The world of sports investment is witnessing a new contender that promises to revolutionise the game, but its language is straight out of a Silicon Valley pitch deck. Project B, a startup global women's basketball league, is emerging from what its founders call "stealth mode" with grand ambitions and even grander rhetoric.
The AI Comparison and Tech Bro Vernacular
Co-founder Grady Burnett, a former top executive at Facebook and Google, recently claimed that women's basketball is growing as fast as artificial intelligence. This eyebrow-raising statement came during promotion for Project B, which aims to create a "Formula 1-style circuit played on a global stage".
The league has attracted players like Alyssa Thomas and was briefly associated with LeBron James and Maverick Carter before their involvement ended. Burnett's promotional blitz has been characterised by a stream of tech industry clichés, including references to "supply-demand mismatch", Web3, and having a "focus on eyeballs".
He's described working with investors who can "lean in" and drive a "platform shift", while suggesting the league could discover culture through basketball in the manner of Anthony Bourdain's approach to food.
The Financialisation of Modern Sport
Project B enters a women's basketball landscape already crowded with new competitions like Unrivaled and Athletes Unlimited. This explosion of new formats isn't driven by popular demand for sporting innovations but by the financialisation of professional sports.
Investors are sniffing for value beyond traditional major leagues, exploring opportunities in sports including:
- Padel
- Volleyball
- Professional bull riding
- Pickleball
- Mountain biking
David Eisen, an investor in the North American Pro Padel League, typified this approach by focusing on league valuations rather than participation or cultural influence.
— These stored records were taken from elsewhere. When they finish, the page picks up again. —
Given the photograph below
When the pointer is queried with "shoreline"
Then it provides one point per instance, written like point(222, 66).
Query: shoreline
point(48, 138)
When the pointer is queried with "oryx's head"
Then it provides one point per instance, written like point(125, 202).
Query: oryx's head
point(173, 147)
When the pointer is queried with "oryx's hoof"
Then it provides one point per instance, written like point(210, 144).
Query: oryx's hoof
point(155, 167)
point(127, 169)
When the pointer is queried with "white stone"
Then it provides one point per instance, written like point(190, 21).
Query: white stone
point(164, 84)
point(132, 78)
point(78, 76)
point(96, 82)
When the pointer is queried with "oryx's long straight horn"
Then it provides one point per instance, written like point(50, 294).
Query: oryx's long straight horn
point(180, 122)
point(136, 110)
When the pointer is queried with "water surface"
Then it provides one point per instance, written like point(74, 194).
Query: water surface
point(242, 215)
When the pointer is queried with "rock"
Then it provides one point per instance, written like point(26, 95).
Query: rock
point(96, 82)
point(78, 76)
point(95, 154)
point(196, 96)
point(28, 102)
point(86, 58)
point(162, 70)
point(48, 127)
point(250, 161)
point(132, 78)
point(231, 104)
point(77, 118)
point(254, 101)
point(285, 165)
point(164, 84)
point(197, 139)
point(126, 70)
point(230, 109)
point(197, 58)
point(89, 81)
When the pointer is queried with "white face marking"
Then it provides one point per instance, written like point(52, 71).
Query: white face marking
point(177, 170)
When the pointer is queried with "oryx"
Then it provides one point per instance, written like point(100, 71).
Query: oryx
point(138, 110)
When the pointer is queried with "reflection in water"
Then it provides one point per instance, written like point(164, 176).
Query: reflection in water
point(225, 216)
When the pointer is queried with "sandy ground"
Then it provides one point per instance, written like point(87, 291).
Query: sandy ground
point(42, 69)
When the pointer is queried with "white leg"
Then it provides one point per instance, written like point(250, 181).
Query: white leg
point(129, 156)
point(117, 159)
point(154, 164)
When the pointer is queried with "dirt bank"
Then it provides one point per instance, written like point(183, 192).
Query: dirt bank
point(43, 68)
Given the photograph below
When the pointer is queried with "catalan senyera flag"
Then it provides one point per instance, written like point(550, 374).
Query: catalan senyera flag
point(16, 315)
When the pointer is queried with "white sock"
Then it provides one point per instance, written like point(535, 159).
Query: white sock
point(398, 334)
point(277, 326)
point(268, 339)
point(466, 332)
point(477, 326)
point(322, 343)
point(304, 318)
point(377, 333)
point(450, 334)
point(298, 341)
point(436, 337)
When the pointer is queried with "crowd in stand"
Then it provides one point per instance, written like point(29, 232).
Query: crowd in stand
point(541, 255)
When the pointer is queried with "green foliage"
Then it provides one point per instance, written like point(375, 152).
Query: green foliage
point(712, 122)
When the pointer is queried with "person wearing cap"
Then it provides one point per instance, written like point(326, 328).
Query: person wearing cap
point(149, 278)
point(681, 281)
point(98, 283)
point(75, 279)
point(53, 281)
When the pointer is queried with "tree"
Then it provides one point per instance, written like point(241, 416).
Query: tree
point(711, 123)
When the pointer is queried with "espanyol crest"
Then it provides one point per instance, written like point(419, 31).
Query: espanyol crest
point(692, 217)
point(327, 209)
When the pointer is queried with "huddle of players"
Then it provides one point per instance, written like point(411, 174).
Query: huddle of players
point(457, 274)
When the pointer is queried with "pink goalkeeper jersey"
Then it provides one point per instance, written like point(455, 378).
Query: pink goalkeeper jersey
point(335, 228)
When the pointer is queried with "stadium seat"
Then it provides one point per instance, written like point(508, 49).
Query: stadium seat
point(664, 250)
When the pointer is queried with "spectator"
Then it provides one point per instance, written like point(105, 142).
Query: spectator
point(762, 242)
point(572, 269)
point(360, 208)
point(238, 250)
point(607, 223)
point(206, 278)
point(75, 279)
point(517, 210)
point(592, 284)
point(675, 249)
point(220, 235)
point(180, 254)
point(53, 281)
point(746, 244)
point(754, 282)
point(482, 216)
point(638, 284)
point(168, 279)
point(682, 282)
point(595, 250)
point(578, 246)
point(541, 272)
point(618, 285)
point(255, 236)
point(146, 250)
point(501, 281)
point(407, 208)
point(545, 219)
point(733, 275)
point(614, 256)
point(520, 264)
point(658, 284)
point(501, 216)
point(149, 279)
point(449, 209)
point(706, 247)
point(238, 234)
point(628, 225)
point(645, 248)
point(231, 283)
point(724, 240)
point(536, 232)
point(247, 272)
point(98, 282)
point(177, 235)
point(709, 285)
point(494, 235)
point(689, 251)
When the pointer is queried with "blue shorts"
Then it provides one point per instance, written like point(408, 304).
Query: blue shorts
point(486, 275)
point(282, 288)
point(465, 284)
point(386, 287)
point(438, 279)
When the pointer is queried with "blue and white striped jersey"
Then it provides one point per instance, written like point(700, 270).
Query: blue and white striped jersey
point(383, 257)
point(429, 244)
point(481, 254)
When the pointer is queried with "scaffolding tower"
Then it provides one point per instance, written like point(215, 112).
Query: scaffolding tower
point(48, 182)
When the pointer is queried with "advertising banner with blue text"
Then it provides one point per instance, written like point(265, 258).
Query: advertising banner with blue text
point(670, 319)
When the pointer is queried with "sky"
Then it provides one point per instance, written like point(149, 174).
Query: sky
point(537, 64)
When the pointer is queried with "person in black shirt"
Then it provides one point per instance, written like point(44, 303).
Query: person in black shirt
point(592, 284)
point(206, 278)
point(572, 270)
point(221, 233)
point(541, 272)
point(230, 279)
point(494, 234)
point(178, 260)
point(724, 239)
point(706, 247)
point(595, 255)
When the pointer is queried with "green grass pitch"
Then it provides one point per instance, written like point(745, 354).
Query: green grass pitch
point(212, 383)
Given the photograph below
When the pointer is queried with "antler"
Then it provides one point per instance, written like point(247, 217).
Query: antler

According to co-founder Marcos Del Pilar, the same league serves as a "networking superconductor for athletic, like-minded, like-moneyed masters of the universe".
Language as the First Casualty
The invasion of sports by tech investment hasn't just changed ownership structures—it's fundamentally altered how we talk about competition. Where sports were once the realm of proudly inarticulate athletes and coaches, today's discourse revolves around ecosystems, value-adds, and core unlocks.
This linguistic shift reflects the broader financialisation affecting sports across the US, Europe, Asia, and the Middle East. Greg Bettinelli of The Chernin Group, which has invested in Barstool and Unrivaled Sports, predicts "an expansion of the definition of sports to be more focused around fandom and engaged consumers".
Meanwhile, established leagues are thinking bigger too. NBA deputy commissioner Mark Tatum recently outlined visions for European expansion featuring "world-class infrastructure" and future "supersonic travel".
Former Milwaukee Bucks owner Marc Lasry summarised the investment thesis simply: "I think you can make a fortune of money investing in sports. You just don't have much competition right now." Against this financial onslaught, the first casualty appears to be the English language itself, as the authentic spirit of sport becomes increasingly obscured by the sticky web of capital and tech jargon.